Bravery, a highlight of the Shambhala teachings, is one of the
unconditioned qualities that arises as we continue to practice. On the
sacred path of the warrior, which defines bravery as “the act of both personally and socially manifesting,” we
combine meditative insight with social application. My father, Chögyam
Trungpa, who founded this lineage, explained it this way: “You might have shamatha–vipashyana awareness happening all the time. But on top of that, you have to keep up with your actual day-to-day life.” The
first form of bravery is being free of deception. If we are engaged in
deception, we are intentionally covering up a bit of nonvirtue. It is
difficult to be forthright, open, and genuine. We just go through the
motions, so much that we fool even ourselves. Perhaps we have been
wearing the clothes of spiritual lifestyle, memorizing the words of
spiritual speech, and having spiritual thoughts. Maybe we have even
encountered brave individuals on the path. But we have not had the
bravery to truly manifest in our daily life.

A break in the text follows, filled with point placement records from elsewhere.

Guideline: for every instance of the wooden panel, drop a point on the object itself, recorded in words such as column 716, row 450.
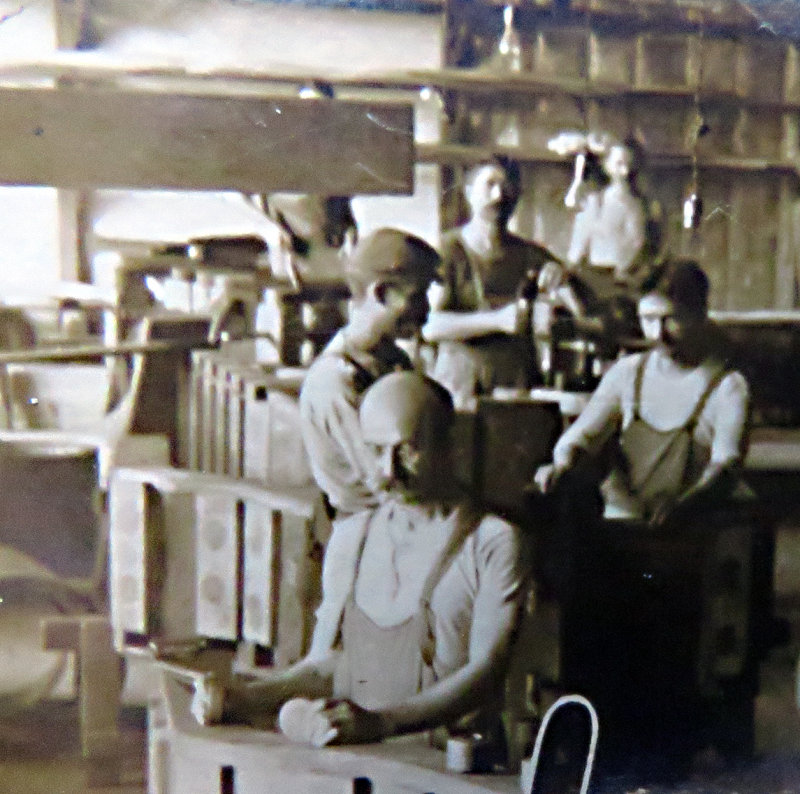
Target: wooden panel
column 715, row 190
column 786, row 255
column 561, row 53
column 218, row 540
column 99, row 137
column 262, row 545
column 128, row 558
column 753, row 242
column 611, row 58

Abruptness snaps our mind out of discursiveness and habit. Coming
face-to-face with our deception, there is a moment of challenging
ourselves. To practice truly being present, we cannot vacillate in the
moment of immediacy. We must leap if we are to overcome our mockery of
awakenment. Whether
we find ourselves suddenly returning to the breath in meditation,
suddenly leaping beyond stinginess at work, or suddenly manifesting
courageousness at the time of death, having this level of bravery is a
game-changer. The advantage has shifted from asleep to awake—in
Shambhala terms, from the setting sun to the Great Eastern Sun. Leaping
appears abrupt, in contrast to hesitant engagement. To a novice, the
moves of a martial artist might also appear abrupt. But warriors of the
martial arts are able to move suddenly as a result of training—years of
studying their own minds and bodies as well as simultaneously knowing
their environment. This is demonstrated in The Art of War,
where Sun Tzu presents a sudden attack as the result of a well-trained
army. The warriors’ ability to jump into the situation comes from not
living in the deception of past or future. They are immediately in the
present. Since they are comfortable in the present and because their
virtue is up-to-date, they have left nothing exposed; there is nothing
to fear. Knowing themselves and understanding the situation enables them
to leap. In
our own case, lack of abruptness indicates ambivalence toward ourselves
and our environment. We feel cautious and overanalytical. We would like
to lead life with a thirty-second delay. Rather than addressing
deception at the root, we would rather not live fully. Our hesitancy is
an attempt to cover our exposed areas. We cannot truly be brave. The
inability to show up in our life at the moment of truth is a mockery of
our own supposedly spiritual principles. It
is all too easy to become entangled in mockery’s trap, where we read
without doing, write without living, speak without invoking, or meditate
without realizing. To stay in this trap is dangerous for the warrior,
for it creates a husk of detachment. Because this husk is invisible, we
are unable to see our own deception. As
for why we are often unable to leap, it is a matter of being attached
to our habits, and at the same time, frightened of egolessness. Habit is
synonymous with ego. We do not want anything to penetrate us. We see
situations that are immediate or uncomfortable as threatening; they are
threatening our habit. We are afraid of taking that leap. Egolessness
indicates freedom and space. Leaping into that space is the Shambhala
principle of true spirituality entering into our entire life. Abruptness
is the moment we show the depth of our character as well as our
training. It shows that we have established the reasons we want to live
and manifest according to the principles of awakenment. We have worked
through habitual patterns and laziness. With abruptness—that moment when
we switch our allegiance from habitual pattern to awake mind—we move
forward. We shed our cowardice, traversing from indecision and fear into
genuineness and lucidity. If there are any threads of deception, they
are quickly exposed. We have left the land of make-believe and entered
the moment of actually embodying warriorship principles.